In 2004, the U.S. consumed more bottled water than any other country—almost 7 billion gallons. Making those bottles required more than 1.5 million barrels of oil annually, enough to fuel some 100,000 cars for a year.
That’s the front end. Here’s the back end: 86% of those plastic water bottles aren’t recycled. Some are incinerated, which produces toxic stuff like chlorine gas and ash containing heavy metals. Others are buried in landfills … where they can take up to 1,000 years to biodegrade.
Here’s the wildest fact: did you know something like 40 percent of bottled water is just tap water! We complain about paying $4 a gallon for gas, but we’ll pay $8 a gallon for bottled water – something we can get out of our own faucets and water fountains practically for free!
· So, you might consider giving up bottled water. You can put a filter on your faucet or get a filtered pitcher to keep in your fridge.
- To take water with you, get a water bottle that is designed to be reused. (Don’t reuse a disposable water or soda bottle – it’s not safe. The plastic can begin leaking toxins into your beverage, especially if the bottle gets warm. Some plastic reusables aren’t safe either – look at http://mysigg.com)
4. Give Your Clothes the Cold Shoulder
Want to save an easy 60 bucks? Wash 4 out of 5 laundry loads in cold water, and you’ll save that much in energy costs every year.

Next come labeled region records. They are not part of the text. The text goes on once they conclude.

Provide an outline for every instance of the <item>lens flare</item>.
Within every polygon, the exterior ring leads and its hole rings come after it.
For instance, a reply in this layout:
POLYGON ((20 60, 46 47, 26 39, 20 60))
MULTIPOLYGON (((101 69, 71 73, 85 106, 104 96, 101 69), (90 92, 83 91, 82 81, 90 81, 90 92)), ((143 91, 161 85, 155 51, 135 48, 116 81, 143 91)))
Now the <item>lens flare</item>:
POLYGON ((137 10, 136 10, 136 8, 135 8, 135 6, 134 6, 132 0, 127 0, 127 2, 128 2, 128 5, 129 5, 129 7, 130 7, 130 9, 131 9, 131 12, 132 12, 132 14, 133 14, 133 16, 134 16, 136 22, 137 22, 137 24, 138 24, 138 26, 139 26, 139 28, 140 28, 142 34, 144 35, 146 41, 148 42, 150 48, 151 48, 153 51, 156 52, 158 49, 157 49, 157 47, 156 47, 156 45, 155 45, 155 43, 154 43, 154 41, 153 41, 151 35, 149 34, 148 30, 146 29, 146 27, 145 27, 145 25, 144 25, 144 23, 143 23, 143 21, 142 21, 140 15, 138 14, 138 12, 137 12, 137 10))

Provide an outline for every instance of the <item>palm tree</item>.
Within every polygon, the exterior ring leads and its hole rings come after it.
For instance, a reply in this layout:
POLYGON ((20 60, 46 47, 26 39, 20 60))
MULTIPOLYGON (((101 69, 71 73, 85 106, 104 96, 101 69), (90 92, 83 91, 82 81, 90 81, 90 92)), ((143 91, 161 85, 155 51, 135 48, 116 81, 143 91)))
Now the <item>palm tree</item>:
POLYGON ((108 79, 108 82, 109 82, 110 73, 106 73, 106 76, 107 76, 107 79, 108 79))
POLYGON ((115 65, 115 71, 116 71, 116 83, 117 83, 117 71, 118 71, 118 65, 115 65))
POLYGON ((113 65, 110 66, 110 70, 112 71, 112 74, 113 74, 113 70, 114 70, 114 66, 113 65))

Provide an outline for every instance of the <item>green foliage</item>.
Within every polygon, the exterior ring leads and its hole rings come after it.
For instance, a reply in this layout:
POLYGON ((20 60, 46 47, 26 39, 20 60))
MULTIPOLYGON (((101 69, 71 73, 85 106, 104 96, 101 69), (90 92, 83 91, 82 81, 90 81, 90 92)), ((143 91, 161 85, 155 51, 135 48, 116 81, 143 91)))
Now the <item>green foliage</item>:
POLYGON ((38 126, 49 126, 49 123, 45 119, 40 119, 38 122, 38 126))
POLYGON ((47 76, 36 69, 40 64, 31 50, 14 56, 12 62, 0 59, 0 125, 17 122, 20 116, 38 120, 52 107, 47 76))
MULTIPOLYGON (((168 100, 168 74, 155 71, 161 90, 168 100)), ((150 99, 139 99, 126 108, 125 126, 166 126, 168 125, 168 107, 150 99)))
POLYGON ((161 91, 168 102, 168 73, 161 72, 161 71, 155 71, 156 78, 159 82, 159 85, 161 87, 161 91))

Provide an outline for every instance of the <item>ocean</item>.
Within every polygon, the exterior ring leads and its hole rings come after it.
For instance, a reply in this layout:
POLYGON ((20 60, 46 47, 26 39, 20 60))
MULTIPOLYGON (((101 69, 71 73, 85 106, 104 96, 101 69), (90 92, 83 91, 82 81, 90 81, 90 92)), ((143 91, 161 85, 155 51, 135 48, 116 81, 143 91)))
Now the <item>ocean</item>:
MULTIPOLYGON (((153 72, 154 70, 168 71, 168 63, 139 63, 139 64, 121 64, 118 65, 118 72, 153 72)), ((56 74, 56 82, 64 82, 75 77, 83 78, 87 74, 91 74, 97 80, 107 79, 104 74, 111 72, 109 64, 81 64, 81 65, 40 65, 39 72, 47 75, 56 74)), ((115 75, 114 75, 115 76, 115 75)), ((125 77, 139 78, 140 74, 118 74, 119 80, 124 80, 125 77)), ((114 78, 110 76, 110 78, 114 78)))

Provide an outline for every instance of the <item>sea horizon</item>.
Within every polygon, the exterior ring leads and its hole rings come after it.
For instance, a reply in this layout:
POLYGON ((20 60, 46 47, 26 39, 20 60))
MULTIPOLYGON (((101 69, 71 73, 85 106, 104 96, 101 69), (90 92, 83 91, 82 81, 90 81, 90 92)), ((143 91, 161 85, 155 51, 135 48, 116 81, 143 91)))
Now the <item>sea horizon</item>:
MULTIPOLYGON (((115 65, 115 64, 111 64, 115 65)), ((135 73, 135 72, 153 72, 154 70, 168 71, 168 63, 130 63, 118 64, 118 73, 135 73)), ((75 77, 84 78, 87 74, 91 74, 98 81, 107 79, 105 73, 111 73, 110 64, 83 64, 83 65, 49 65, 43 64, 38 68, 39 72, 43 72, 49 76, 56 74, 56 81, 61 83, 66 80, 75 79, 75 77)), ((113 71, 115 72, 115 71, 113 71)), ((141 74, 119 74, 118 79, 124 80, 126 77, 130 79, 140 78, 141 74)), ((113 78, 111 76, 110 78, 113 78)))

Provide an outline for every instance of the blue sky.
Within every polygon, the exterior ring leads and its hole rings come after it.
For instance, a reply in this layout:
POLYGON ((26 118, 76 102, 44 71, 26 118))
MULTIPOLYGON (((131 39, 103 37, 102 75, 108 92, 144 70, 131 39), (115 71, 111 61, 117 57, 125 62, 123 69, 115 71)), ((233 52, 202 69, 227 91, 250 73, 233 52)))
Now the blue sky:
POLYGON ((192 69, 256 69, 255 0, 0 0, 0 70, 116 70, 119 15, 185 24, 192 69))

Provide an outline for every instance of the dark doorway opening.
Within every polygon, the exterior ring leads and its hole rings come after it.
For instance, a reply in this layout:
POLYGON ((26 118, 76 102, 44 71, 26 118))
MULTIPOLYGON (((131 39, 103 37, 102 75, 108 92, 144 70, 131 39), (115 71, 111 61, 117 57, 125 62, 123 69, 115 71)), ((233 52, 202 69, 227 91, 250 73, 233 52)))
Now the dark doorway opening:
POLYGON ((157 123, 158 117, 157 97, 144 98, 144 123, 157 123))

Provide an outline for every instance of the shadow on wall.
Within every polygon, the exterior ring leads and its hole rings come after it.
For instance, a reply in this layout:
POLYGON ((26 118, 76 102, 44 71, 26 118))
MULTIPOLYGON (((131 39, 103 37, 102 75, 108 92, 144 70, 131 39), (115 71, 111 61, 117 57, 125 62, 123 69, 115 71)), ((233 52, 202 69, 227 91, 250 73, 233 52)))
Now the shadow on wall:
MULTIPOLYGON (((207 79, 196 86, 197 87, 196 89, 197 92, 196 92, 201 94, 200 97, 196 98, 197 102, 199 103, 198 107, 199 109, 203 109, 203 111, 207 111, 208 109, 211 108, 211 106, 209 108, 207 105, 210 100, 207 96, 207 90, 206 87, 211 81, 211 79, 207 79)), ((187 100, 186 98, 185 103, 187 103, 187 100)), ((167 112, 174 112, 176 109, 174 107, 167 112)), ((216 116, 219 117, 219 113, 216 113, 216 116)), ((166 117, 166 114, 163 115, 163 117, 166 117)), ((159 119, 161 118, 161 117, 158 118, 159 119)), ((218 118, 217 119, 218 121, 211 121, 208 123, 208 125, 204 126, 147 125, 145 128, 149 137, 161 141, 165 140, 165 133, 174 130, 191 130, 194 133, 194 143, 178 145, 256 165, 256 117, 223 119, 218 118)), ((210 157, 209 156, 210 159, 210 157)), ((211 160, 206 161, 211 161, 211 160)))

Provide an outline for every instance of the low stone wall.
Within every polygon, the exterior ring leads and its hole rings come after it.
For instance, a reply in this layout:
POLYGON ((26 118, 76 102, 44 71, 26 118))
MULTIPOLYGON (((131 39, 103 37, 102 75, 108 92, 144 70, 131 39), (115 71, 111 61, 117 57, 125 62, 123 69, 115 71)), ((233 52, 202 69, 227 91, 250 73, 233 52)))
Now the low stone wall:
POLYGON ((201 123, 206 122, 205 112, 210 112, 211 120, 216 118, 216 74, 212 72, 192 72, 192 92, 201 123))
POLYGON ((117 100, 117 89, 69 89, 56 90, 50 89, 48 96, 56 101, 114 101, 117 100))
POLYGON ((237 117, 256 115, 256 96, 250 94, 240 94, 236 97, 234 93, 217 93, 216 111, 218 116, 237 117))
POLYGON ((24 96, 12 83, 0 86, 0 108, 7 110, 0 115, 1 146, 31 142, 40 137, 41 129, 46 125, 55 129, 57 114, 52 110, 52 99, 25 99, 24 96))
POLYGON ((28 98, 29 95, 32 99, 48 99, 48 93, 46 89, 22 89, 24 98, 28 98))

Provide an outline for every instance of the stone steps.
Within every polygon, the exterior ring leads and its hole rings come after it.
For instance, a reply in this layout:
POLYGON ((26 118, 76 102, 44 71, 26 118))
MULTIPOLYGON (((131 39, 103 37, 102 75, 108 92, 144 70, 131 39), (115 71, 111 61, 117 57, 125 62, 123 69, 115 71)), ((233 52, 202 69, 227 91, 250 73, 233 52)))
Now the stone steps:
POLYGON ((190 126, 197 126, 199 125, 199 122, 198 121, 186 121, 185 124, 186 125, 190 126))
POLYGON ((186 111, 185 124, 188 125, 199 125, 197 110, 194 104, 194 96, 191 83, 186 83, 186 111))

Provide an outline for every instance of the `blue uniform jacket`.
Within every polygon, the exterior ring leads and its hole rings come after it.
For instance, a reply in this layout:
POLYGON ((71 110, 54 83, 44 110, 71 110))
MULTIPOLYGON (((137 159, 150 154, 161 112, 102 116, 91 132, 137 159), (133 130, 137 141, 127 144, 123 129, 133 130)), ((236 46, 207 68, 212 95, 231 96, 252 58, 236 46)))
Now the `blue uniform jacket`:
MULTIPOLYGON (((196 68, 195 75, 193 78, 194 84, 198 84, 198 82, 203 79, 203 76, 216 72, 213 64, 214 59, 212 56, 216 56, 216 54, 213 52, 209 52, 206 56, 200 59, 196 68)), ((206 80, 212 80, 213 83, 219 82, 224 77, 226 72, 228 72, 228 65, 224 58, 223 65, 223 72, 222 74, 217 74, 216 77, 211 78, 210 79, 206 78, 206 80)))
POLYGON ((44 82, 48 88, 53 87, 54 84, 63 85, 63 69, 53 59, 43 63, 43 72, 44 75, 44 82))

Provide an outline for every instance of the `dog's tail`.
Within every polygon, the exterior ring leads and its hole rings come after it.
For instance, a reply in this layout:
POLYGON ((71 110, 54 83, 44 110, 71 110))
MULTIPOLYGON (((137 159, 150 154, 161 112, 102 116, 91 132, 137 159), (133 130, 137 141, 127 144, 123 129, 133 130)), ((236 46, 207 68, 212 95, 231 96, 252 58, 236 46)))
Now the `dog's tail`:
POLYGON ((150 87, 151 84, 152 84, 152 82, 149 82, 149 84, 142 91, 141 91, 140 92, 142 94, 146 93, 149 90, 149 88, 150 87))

A whopping 90 percent of the energy used by a washing machine goes to just heating the water. You could reduce your CO2 emissions by 72 pounds in just one month by doing this!
5. BYOB
Aren’t plastic bags great? Strong, lightweight, easy to carry…and they last forever. Literally. Plastic bags don’t biodegrade, they just break down into smaller and smaller toxic bits. They contaminate soil and waterways, and get into the food web when animals accidentally ingest them – even killing hundreds of thousands of sea turtles, whales and other marine mammals who mistake bags for food. Worldwide, human beings use over one million plastic bags per minute.
It’s easy to find reusable bags these days, and they are cheap. Take your own bag along whenever you shop. Even if you only use one less plastic bag – that’s one less plastic bag. And when you have to use plastic bags, save them up and take them back to retailers who will recycle them.